Although the noise component is identified using the MC procedure, further separation of this noise as external or due to some internal cardiac process is not feasible at this stage. Assuming that all noise is internal, the AR(1) coefficient evaluated after removing only the linear trend from the data gives values of 0.493, 0.145, and −0.099 for the N, CHF and AF records, respectively. This shows that the correlation amongst the neighboring samples is the greatest for the N record with diminished correlations for the diseased subjects. Correlation is the least for the AF record indicating that it is more random. Since we do not expect all noise to be internal, another evaluation is carried out in the limit where all noise is external. In this case the linear trend and all noise are removed from the data sets and the AR(1) coefficient evaluated. The values for the AR(1) coefficient for the N, CHF, and AF records are 0.621, 0.231, and −0.101, respectively. Again the neighboring correlations are in the order N > CHF > AF, with the AF record exhibiting the most random behavior. The presence of strong correlations in the healthy record and the diminished correlations amongst the diseased subjects is in agreement with the results of Costa et al. [18] showing that RR interval times of a healthy subject is more complex compared to those of a diseased subject.
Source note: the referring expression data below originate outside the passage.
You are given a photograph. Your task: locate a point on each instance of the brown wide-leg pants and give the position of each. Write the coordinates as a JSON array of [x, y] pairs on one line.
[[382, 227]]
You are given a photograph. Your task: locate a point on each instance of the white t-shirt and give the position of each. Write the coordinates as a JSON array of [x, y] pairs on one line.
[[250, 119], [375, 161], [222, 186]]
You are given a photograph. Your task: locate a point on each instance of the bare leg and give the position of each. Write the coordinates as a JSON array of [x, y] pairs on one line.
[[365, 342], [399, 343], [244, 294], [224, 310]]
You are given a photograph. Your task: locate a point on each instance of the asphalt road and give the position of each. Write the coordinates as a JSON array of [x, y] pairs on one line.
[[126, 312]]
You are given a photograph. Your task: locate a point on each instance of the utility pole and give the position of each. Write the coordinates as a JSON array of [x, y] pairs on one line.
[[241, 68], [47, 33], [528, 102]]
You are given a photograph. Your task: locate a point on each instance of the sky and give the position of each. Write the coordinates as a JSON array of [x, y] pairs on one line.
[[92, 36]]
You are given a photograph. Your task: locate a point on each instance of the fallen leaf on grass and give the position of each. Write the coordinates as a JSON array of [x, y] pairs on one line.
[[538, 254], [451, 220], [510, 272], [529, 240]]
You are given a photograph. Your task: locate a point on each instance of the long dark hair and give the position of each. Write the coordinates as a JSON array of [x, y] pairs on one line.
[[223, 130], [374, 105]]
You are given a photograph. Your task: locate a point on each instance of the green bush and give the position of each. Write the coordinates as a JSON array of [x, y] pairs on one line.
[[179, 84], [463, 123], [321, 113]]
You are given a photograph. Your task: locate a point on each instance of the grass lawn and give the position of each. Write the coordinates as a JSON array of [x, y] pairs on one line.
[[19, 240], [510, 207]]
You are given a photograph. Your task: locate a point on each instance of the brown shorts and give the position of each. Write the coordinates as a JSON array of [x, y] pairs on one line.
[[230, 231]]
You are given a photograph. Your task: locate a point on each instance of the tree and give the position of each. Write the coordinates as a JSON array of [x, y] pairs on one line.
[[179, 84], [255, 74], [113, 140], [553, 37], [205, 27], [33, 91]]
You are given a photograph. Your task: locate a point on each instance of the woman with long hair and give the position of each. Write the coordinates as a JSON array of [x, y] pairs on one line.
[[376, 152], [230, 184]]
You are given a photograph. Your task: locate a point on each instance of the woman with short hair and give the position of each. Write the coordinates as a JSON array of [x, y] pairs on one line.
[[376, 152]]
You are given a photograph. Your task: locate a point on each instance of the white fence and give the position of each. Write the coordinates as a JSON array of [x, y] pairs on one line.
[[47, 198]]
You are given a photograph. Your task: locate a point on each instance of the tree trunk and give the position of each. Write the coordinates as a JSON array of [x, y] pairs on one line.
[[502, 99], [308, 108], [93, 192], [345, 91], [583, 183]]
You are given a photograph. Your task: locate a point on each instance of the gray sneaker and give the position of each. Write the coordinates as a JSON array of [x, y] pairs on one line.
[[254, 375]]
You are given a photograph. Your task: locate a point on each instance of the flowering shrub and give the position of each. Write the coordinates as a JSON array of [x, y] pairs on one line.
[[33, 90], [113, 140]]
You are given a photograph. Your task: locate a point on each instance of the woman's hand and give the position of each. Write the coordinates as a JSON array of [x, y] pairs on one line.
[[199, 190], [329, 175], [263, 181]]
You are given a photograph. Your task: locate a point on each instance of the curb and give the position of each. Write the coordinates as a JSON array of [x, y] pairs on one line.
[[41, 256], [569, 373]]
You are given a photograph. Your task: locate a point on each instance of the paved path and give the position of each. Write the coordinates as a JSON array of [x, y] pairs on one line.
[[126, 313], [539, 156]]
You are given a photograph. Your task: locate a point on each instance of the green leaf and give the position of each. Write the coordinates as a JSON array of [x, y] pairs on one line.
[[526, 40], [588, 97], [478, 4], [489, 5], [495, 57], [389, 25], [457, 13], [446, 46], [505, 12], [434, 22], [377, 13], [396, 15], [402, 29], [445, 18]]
The procedure outlined above using SSA does not discard or modify any samples in the record. It merely separates into different categories of nonlinear trend, signal, and noise. The nonlinear trend comprises a part the low frequency signal component which is added to the linear trend to fit the observed trend in to the measured data. The noise component is identified using a Monte Carlo procedure. Such an identification procedure for the noise component is an important feature of SSA. Since no part of the raw series is modified, with further available knowledge of external noise sources, it may be possible to separate noise components that are external from those that are heart related. This however is not carried here, since information about the external noise is unavailable. Although the example used in the illustration here has used a moderately small sample size, the method is not limited by such considerations. The choice of a moderate sample was made here merely from limitations to present details of such data in text. The division of a large sample into moderate subsets and performing SSA on them and then combining the results of the subsets is a computationally efficient procedure that can be adopted for large data sets.

4. Conclusion

A new preprocessing procedure in the analysis of cardiac RR interval time series using SSA is described. A Monte Carlo test is further carried to identify the noise component present in the time series. The latter procedure involves testing whether the SSA modes can be generated by a noise process, leading to a separation of the noise modes from the signal. Such an identification technique for the noise component is a novel feature of this preprocessing procedure. The procedure does not discard or modify any sample in the record but merely separates the time series into a trend, signal, and noise, allowing further analysis of these components. The procedure is not limited to the length of the record and could be applied to nonstationary data. Another feature of this procedure is the basis functions used in the SSA analysis which are not chosen a priori as in wavelet analysis but instead are dependent on the data set used. The method adopted here to construct the trend and the signal is an alternate procedure to the use of wavelet analysis and the use of impulse rejection filter [11]. The method is illustrated using as an example RR interval time series of a healthy, congestive heart failure, and atrial fibrillation subject.